Step 5: Close and Confirm Next Steps

End by asking:

  • “Is there anything I did not ask that you think I should know?”
  • “Can I contact you if we have follow-up questions?”

Thank them again, and if appropriate, mention any incentives or how their feedback will shape future improvements.

Interview Questions Inspired by HubSpot Examples

The original HubSpot resource includes many example questions you can adapt. Below is a categorized list you can plug into your script.

Background and Role

  • “How would you describe your role and responsibilities?”
  • “What does success look like in your position?”
  • “Which teams do you collaborate with most often?”

Problem Discovery

  • “When did you first notice this challenge?”
  • “What was happening in your business at that time?”
  • “What made this issue important enough to act on?”

Evaluation and Decision

  • “How did you research potential solutions?”
  • “Who else was involved in the decision?”
  • “What alternatives did you consider, and why?”

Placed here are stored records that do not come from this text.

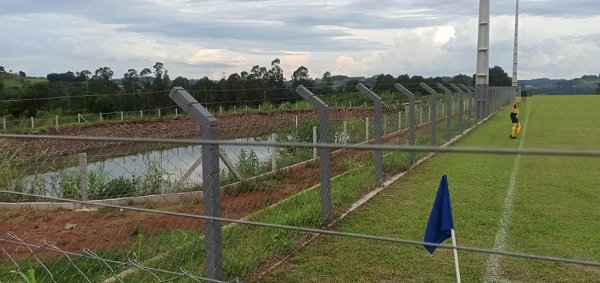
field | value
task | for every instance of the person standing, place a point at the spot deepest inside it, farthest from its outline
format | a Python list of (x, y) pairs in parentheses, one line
[(516, 125)]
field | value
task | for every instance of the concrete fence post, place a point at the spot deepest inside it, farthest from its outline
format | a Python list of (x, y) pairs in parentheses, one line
[(83, 176), (315, 139), (325, 153), (213, 247), (448, 111), (411, 119), (433, 115), (274, 153), (378, 131)]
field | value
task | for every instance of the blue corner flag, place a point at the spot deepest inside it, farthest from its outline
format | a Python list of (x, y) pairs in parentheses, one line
[(440, 221)]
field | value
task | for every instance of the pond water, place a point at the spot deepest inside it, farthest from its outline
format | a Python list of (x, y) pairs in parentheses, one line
[(171, 163)]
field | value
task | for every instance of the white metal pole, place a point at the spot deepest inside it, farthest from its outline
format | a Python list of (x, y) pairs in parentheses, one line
[(455, 256), (515, 49)]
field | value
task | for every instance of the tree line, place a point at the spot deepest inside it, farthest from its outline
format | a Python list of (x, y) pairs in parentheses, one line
[(84, 91)]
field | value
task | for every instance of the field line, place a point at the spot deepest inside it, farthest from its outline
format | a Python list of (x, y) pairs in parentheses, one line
[(492, 270)]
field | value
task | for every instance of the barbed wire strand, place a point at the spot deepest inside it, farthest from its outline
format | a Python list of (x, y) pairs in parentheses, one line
[(32, 253), (93, 255), (200, 91), (370, 147), (47, 243), (13, 239), (325, 232)]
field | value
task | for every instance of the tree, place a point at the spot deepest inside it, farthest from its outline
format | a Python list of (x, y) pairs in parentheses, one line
[(384, 82), (498, 77), (103, 73), (326, 85), (33, 101), (131, 81), (462, 79), (300, 77), (182, 82), (143, 77), (157, 83)]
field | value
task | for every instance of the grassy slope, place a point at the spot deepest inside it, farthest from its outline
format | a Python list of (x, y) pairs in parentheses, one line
[(478, 186), (556, 202)]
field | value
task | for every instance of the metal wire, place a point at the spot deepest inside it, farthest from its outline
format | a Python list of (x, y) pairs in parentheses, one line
[(326, 232), (386, 147), (33, 248)]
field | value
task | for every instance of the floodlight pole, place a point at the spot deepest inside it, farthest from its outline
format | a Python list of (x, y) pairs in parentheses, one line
[(515, 49), (483, 42)]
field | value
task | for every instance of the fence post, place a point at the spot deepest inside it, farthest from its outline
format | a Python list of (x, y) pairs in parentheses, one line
[(384, 125), (399, 120), (325, 154), (345, 132), (84, 176), (274, 153), (461, 106), (210, 181), (432, 115), (378, 132), (366, 128), (411, 119), (448, 111), (315, 142)]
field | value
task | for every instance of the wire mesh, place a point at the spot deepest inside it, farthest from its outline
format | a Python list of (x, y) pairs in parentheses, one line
[(276, 183)]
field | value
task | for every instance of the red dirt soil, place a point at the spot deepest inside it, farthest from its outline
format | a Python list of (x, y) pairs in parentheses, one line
[(109, 228)]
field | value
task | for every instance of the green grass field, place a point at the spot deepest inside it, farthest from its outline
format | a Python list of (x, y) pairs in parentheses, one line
[(552, 209)]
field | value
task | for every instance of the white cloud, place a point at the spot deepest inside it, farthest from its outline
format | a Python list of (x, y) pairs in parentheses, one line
[(358, 38)]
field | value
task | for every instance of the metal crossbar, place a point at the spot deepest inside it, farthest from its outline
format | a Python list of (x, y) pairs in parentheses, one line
[(326, 232)]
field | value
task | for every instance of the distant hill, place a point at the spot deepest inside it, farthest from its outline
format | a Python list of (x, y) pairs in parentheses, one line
[(585, 85)]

Product and Experience Feedback

  • “What surprised you, good or bad, after you started using our product?”
  • “Which part of the experience feels most frustrating?”
  • “If you could change one thing right now, what would it be?”

Analyzing Customer Interview Data for HubSpot Workflows

Insights only matter if they change decisions. After you run several interviews, look for patterns you can bring into your marketing automation, sales playbooks, or service processes.

Steps for analysis:

  • Transcribe recordings or detailed notes
  • Highlight recurring phrases, pains, and outcomes
  • Group similar insights into themes (for example, onboarding, pricing, support)
  • Map themes to specific changes in messaging, features, or processes

Use these insights to refine personas, update email copy, and adjust qualification criteria in your CRM.

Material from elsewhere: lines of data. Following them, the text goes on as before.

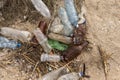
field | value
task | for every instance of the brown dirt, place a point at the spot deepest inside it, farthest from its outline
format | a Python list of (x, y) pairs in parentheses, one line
[(103, 21)]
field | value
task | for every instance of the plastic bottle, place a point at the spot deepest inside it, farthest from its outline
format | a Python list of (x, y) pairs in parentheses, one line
[(79, 34), (54, 74), (41, 7), (74, 51), (42, 39), (50, 58), (61, 38), (67, 29), (71, 76), (15, 34), (5, 43), (71, 12), (82, 14), (43, 26)]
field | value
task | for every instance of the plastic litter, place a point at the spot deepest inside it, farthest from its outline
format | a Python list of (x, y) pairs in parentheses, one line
[(50, 58), (41, 7), (5, 43), (54, 74), (79, 34), (61, 38), (42, 39), (43, 26), (71, 76), (71, 12), (15, 34), (81, 15), (59, 29), (57, 45), (67, 29)]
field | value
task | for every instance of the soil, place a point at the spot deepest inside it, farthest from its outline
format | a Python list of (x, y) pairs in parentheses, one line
[(102, 55)]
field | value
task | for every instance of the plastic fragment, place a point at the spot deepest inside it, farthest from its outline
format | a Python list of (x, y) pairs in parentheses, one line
[(5, 43), (54, 74), (67, 29), (61, 38), (41, 7), (71, 12), (71, 76), (50, 58), (81, 15), (57, 45)]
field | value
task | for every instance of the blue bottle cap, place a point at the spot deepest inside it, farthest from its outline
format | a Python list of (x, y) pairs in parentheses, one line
[(18, 45)]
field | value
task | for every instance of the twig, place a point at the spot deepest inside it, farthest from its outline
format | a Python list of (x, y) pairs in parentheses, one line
[(104, 61)]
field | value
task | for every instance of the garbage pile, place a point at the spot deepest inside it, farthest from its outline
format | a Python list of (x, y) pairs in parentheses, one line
[(63, 41)]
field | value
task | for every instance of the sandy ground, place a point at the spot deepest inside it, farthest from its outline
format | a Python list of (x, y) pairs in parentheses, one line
[(103, 21)]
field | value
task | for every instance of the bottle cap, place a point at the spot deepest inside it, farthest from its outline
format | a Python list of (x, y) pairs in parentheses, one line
[(18, 45)]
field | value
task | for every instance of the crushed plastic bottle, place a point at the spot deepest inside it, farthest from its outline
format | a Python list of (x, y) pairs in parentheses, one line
[(50, 58), (5, 43), (54, 74), (15, 34), (74, 51), (71, 76), (71, 12), (42, 39), (67, 29), (43, 26), (57, 45), (79, 34), (82, 14), (41, 7), (59, 29), (61, 38)]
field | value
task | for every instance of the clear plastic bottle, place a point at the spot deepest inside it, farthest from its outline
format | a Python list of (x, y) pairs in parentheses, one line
[(41, 7), (5, 43), (50, 58), (42, 39), (15, 34), (61, 38), (67, 29), (54, 74), (71, 76), (71, 12)]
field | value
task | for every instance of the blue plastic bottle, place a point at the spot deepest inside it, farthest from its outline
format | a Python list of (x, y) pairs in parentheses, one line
[(68, 29), (71, 12), (5, 43)]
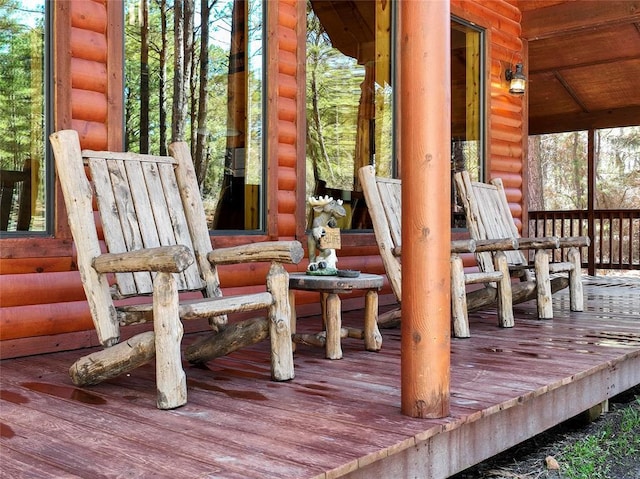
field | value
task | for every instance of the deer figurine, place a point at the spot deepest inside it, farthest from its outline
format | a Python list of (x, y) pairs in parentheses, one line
[(323, 260)]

Turning Interview Insights into Action

Once you have clear themes, prioritize actions by impact and effort. Potential follow-ups include:

  • Updating landing page language to mirror customer wording
  • Creating new help content to address frequent confusion
  • Adjusting onboarding to focus on high-value features first
  • Refining sales discovery questions based on real buying triggers

If you need support translating interview insights into optimized funnels and content, you can explore consulting resources like Consultevo for additional strategy help.

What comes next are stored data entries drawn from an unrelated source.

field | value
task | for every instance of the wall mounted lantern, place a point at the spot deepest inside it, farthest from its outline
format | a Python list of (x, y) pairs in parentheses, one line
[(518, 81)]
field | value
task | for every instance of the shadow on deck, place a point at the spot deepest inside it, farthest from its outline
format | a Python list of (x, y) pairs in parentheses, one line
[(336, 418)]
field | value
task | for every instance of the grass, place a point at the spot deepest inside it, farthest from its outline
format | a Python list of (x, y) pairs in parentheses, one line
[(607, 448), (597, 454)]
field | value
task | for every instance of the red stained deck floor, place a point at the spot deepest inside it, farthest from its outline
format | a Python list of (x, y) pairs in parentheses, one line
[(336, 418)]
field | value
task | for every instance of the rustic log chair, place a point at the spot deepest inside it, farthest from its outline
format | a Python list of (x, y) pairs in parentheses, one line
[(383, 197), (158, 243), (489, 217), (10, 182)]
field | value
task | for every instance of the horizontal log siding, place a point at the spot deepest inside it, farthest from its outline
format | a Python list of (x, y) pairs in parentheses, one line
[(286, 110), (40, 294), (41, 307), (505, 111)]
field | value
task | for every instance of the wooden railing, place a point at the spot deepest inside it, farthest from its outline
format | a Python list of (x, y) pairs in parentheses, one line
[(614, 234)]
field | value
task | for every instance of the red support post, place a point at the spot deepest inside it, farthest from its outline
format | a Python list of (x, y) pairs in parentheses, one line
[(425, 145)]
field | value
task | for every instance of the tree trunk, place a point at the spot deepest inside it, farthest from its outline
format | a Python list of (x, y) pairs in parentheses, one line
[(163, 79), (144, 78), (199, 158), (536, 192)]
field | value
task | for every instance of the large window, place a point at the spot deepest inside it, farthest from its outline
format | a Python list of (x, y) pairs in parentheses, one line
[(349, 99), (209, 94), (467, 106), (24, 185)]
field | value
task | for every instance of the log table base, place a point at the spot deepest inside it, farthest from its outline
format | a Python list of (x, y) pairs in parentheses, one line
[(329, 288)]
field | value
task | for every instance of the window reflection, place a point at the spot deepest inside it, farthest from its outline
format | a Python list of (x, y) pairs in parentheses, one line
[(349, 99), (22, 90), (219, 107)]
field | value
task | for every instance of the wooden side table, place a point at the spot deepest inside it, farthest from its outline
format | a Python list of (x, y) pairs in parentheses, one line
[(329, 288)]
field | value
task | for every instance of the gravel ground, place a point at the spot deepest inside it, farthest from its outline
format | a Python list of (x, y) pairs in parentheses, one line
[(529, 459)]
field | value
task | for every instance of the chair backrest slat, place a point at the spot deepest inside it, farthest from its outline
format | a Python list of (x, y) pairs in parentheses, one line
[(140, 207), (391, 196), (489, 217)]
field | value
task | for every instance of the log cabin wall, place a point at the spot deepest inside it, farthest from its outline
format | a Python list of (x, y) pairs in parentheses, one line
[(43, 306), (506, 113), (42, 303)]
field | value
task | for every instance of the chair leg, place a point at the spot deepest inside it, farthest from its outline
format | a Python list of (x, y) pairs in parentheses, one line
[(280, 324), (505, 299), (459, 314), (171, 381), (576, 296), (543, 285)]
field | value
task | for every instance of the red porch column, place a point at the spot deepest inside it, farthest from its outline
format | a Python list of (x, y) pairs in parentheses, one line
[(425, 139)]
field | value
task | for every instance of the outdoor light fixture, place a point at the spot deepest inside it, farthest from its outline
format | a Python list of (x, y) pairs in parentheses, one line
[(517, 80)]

Best Practices from the HubSpot Interview Approach

To maximize the value of every conversation, keep these best practices in mind:

  • Listen far more than you talk
  • Avoid pitching during research interviews
  • Ask for stories, not opinions
  • Record interviews (with permission) so you can focus on listening
  • Share summaries with stakeholders quickly so insights do not get lost

By following these HubSpot-inspired techniques, your customer interviews will move beyond casual feedback and become a core input to smarter product, marketing, and service decisions.